I recently found myself acting as a victim and I definitely had someone to blame.
This person wasn’t treating me right. They weren’t treating me way I wanted to be treated and I deserved to be treated right.
As a result of being treated, in my mind, so wrongly, I made a decision. I wasn’t going to continue the relationship. Why should I stick around when I wasn’t being treated right?
While I was stewing over this and using my energy to build my case against this other person a saying popped in to my head. It is a saying that I share with participants in my seminars.
It goes like this: We teach people how to treat us.

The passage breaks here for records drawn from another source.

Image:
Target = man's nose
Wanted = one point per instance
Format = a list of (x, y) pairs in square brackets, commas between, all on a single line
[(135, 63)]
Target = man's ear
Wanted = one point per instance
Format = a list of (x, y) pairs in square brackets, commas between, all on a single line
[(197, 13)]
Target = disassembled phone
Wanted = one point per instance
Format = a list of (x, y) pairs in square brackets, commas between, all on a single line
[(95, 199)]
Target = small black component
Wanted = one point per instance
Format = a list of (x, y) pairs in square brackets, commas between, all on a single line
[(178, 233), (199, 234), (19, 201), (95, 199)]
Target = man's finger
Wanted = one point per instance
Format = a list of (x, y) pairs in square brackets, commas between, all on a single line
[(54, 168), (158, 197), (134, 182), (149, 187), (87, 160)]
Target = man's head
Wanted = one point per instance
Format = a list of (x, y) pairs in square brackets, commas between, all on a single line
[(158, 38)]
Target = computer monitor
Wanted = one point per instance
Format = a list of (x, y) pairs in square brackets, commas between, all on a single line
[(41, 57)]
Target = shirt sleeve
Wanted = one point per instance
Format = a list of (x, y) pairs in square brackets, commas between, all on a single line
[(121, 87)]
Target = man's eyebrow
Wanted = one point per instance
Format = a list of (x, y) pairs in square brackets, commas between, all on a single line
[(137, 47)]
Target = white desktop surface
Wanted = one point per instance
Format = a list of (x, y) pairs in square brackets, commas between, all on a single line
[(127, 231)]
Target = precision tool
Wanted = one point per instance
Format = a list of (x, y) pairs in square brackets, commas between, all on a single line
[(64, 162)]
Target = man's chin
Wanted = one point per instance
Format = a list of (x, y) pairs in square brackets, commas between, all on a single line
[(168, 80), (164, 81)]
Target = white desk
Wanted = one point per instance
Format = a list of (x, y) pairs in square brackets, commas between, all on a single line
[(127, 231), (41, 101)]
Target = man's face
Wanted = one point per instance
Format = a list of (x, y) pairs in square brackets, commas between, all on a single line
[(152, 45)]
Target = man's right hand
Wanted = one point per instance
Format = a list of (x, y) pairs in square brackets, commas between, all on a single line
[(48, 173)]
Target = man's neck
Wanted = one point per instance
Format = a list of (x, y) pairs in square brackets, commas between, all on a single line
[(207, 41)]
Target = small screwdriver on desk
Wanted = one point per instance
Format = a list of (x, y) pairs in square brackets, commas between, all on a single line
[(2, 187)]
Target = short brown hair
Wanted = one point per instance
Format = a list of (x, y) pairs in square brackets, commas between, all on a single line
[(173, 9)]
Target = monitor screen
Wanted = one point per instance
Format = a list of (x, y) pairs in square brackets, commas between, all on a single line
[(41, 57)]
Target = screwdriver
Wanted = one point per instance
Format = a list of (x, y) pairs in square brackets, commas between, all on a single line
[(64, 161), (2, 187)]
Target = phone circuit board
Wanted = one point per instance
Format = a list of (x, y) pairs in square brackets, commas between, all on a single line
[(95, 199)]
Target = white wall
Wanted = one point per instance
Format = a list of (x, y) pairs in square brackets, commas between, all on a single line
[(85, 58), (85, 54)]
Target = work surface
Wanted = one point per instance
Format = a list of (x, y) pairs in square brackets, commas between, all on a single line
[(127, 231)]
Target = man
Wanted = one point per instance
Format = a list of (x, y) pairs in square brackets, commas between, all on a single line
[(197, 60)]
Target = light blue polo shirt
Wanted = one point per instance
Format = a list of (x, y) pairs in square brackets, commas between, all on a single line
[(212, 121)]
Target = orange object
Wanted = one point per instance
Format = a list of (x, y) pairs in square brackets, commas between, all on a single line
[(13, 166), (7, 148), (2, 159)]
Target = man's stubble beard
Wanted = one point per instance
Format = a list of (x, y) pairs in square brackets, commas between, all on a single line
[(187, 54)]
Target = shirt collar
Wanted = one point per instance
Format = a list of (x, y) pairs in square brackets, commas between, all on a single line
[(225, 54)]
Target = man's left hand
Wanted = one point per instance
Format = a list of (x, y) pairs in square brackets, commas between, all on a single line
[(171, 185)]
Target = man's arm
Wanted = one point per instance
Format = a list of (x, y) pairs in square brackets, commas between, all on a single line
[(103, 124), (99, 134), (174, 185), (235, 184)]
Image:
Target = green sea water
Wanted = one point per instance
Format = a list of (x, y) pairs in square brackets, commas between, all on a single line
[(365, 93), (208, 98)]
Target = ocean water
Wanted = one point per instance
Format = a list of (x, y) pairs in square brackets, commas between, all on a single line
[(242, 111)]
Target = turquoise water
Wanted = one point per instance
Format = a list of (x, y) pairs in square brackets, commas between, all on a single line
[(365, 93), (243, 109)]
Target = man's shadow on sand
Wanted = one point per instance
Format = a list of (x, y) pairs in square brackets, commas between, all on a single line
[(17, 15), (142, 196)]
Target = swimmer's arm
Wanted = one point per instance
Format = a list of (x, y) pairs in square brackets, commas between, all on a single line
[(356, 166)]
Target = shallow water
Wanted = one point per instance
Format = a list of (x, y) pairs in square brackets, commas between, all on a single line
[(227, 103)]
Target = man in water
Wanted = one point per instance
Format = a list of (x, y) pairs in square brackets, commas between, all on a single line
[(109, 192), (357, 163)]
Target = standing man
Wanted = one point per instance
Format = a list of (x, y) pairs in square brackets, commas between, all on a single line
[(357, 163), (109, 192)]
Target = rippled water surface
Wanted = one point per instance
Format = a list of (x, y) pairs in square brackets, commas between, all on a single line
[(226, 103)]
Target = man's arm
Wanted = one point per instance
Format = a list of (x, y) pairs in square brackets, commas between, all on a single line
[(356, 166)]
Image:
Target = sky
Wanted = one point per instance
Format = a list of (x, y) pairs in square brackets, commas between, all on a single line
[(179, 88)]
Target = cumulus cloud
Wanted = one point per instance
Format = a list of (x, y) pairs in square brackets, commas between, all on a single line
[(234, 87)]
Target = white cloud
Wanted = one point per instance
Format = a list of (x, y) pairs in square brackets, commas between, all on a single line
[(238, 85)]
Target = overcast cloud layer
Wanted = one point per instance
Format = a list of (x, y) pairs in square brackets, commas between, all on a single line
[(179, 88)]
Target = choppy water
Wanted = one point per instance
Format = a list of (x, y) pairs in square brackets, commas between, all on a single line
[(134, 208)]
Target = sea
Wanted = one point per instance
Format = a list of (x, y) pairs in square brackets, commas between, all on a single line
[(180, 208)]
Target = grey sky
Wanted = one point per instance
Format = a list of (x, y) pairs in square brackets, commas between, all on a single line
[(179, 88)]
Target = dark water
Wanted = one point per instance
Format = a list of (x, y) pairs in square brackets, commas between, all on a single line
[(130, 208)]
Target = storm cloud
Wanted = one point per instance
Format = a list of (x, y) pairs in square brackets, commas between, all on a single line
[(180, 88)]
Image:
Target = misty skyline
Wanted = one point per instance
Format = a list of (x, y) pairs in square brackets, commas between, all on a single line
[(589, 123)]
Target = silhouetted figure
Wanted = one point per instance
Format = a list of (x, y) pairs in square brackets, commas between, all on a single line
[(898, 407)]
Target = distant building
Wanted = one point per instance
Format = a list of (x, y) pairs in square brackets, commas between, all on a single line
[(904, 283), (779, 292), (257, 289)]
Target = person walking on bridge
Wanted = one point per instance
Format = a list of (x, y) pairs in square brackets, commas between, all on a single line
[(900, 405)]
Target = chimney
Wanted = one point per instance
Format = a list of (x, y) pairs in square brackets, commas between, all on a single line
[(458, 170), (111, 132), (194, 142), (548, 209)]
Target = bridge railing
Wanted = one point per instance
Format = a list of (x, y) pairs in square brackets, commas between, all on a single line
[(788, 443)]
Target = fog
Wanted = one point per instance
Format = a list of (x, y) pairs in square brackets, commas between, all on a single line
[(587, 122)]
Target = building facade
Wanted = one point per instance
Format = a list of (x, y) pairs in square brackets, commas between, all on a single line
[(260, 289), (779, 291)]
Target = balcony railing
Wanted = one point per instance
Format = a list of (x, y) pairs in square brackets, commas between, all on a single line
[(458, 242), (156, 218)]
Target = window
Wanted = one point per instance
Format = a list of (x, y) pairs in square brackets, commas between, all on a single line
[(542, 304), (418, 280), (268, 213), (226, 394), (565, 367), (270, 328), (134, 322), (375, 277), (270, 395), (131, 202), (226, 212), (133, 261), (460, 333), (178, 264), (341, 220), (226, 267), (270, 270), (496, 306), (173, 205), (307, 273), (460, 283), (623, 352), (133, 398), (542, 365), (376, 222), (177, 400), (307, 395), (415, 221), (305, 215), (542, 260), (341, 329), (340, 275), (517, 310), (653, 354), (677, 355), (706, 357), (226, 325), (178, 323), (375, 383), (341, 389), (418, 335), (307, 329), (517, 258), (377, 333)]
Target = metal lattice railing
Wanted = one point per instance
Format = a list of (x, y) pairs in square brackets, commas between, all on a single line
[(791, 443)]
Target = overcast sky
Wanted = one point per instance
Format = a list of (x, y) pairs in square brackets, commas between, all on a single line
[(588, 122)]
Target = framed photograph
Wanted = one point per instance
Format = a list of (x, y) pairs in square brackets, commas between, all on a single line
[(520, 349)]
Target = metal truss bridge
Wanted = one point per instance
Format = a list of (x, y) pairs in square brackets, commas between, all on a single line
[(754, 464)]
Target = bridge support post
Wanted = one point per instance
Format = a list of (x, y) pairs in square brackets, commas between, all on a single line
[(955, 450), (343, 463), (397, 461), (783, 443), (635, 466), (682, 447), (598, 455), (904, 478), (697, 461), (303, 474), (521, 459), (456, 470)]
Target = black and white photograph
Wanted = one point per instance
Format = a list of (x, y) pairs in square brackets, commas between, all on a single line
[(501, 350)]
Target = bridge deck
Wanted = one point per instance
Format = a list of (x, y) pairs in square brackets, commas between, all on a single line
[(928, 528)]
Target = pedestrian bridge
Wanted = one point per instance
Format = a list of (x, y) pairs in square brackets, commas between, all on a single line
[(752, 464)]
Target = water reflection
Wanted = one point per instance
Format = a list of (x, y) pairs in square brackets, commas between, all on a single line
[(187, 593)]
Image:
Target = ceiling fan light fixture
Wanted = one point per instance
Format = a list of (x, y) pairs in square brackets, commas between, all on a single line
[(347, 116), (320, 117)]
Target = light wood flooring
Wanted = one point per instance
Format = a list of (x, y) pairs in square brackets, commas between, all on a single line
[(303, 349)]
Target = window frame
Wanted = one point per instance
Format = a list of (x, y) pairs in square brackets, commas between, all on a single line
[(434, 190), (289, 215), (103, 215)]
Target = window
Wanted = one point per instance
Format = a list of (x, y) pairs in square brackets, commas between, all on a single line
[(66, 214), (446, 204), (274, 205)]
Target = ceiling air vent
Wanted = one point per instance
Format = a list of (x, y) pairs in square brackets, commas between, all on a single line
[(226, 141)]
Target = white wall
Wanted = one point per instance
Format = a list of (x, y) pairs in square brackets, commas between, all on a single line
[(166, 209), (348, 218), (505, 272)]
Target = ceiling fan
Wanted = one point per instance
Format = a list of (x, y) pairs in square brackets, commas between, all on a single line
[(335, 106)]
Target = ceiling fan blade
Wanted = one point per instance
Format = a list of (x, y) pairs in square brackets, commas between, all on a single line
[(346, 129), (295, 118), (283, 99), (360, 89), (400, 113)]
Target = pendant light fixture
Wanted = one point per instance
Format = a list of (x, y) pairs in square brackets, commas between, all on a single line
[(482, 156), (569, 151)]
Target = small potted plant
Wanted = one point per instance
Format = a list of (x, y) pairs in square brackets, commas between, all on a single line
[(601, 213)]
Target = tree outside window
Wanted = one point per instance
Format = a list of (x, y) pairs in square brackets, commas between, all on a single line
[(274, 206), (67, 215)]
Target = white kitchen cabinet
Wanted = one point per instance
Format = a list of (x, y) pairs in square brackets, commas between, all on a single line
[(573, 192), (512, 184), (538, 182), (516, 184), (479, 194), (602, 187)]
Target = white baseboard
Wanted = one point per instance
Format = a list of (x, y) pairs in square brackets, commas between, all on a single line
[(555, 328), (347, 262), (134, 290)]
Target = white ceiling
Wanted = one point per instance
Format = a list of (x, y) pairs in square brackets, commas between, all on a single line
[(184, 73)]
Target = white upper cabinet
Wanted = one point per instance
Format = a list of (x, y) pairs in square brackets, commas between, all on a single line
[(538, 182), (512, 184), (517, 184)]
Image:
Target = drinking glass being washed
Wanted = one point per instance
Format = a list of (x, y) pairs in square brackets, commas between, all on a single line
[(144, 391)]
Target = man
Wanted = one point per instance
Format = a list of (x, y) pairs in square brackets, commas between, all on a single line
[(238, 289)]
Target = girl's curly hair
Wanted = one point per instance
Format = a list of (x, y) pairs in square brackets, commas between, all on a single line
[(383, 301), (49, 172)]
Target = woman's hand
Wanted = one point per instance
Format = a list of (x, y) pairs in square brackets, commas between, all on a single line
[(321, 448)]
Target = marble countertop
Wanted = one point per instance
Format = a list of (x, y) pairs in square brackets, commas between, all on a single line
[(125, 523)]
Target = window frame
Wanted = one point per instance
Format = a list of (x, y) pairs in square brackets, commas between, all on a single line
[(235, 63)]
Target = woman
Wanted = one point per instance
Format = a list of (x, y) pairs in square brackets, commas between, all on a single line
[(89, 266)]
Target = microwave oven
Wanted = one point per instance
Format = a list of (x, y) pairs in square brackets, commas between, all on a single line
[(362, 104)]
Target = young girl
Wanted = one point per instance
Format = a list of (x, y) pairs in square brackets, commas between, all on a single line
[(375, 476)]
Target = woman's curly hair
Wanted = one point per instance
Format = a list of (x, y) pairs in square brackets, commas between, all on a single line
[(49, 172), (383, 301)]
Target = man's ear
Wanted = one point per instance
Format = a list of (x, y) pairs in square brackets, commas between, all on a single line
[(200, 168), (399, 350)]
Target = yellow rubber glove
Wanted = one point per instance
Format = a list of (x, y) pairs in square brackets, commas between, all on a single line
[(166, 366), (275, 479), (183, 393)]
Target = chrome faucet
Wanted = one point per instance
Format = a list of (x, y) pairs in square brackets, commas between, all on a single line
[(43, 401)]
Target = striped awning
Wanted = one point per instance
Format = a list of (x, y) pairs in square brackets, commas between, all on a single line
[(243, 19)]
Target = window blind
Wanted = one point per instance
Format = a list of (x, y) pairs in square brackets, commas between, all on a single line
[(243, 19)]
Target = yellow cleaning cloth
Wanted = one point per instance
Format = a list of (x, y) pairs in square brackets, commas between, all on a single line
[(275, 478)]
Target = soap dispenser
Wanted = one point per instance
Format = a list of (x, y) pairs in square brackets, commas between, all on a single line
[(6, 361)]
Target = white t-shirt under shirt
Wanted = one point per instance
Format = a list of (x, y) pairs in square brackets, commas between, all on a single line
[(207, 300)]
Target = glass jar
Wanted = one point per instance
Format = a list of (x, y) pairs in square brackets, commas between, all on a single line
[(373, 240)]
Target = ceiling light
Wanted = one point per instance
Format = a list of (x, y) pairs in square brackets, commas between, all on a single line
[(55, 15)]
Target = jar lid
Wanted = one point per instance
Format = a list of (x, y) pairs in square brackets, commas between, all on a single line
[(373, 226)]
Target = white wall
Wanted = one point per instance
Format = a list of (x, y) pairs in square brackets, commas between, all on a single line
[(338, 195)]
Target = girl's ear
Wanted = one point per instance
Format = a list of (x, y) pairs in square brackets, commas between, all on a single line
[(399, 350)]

Thinking about that saying caused me to pause, reflect and then ask, if it was true that I was teaching them how to treat me, then, “What did I need to do to start getting treated the way I wanted to be treated?
What a perfect question.
Asking that question turned it around for me.
Asking that question took me from a victim stance to one where I was in charge of doing something that would get me a different result.
When we are acting in the role of Victims and Blamers we aren’t able to find solutions because all solutions begin with us and we are not looking at us when we are in these places.
The answer to the question: What did I need to do to start getting treated the way I wanted to be treated, was easy to discover, all I needed to do was to look at the complaints the other person was making about me and in turn had them treating me the way that they were. A way I didn’t like.
I saw exactly what I could do to begin moving towards the results I was seeking.
To do so I had to
- Give up blame
- Give up acting like a victim
- Take an action towards the results I was seeking
Use these three simple yet powerful steps to get you moving towards getting what you want.